Over the years, Michael’s quest for finding an objective mathematical truth to diamond grading has been un-daunting. I remember our conversations starting with color grading, as Michael was trying to figure out mathematically how the grade ranges could be defined. This of course then led to talking about clarity grade ranges, how these too might be mathematically explained.

And that’s where Fibonacci and the Golden Spiral and Ratio come in. I was watching a presentation I believe at a Gem-A conference, or was it Diana Singer, New York jewelry historian and Estate Jewelry expert, talking about the Golden Ratio symmetry in a period piece, relating the beauty of an object as perceived to how the brain has calculated it as being aesthetically correct and mathematically appropriate. We say “beautiful” when our brain perceives that an art object is mathematically and aesthetically correct, as it is when proportions align with the Golden Ratio and the Fibonacci spiral.

Michael and I have been talking about the subjective and objective aspects of diamond grading for years. Anyone who has spent more than five minutes with Michael talking about the GIA’s diamond grading system has seen and heard Michael’s frustration with understanding clarity grading’s subjective and unscientific underpinnings.

Though they were experts in diamond grading, it was quite literally developed by “a bunch of guys sitting around the table saying things like ‘that looks like a solid SI1 to me. What about you?’“ This then led us directly to the question in our discussion, why? What is it that makes us feel that SI1 is more appropriate than any other grade?

What is it in our head, when looking at an emerald cut or a pear shape that says to us that the shape is “just right” or “too long” or some such seemingly subjective comment? How do we do that? I would submit that it’s our brain, in some sense mathematically determining the proportions of the stone, and liking proportions close to those in nature that obey ratios like Fibonacci’s. Whether it’s about symmetry of shape, the noticeable amount of color, or the visibility of an inclusion, our mathematical brain is signaling us to make a seemingly subjective comment, to say “it looks like a high VS2 to me.”

Our discussions eventually led us to talking about a sort of Golden Spiral of clarity grades like the Fibonacci Golden Spiral, but where the Golden Ratio relating clarity grades is 2 to 1 rather than 1.62 to 1.

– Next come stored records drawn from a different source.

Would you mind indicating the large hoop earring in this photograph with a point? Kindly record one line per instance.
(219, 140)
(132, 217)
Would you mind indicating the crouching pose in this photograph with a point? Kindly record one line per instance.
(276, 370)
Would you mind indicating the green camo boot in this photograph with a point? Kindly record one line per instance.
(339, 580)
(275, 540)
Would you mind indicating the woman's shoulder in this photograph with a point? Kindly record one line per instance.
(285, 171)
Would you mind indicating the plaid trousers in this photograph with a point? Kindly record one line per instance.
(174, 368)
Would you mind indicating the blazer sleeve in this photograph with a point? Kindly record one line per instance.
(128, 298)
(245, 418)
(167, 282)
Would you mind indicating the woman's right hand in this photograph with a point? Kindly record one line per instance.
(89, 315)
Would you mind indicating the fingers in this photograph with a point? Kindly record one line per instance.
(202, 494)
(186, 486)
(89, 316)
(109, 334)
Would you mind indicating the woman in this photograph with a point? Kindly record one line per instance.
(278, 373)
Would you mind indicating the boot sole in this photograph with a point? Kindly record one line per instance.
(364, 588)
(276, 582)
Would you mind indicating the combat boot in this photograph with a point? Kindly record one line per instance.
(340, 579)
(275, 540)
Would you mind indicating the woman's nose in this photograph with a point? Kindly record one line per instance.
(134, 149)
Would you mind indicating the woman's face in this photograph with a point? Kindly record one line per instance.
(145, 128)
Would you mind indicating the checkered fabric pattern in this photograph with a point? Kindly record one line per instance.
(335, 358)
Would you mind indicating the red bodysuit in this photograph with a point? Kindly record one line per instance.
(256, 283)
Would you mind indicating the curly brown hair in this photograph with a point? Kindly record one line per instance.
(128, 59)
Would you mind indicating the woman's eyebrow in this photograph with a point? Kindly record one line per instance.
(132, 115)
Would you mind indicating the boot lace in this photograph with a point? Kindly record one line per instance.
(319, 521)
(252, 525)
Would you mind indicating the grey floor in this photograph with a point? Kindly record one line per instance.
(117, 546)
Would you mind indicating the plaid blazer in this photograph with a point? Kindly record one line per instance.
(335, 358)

Leave it to Michael to grab on to the math of the Spiral and doggedly work it until he could present a mathematical method for consistent clarity grading.

Michael’s historical research with Okuda and especially with Roy Huddleston, endeavoring to prove or correct their work, and then to refine the mathematical algorithm to give us a solid way to objectively clarity grade a diamond, is quite possibly the most significant leap forward towards developing the black box for consistent diamond clarity grading. We still believe that diamond grading is as much an art as it is a science, but what Michael has actually accomplished is to greatly increase the amount of science (the consistency) and he has revealed the natural mathematical underpinnings to the art (the subjectivity) with his System and the discovery of the “Golden Ratio of Clarity Grading.”

Someday, someone is going to take Michael’s work in this book and previous papers, develop a CADCAM program with digital imaging to mathematically clarity grade diamonds and other gemstones. My only hope is that Michael receives more than just accolades for figuring this out.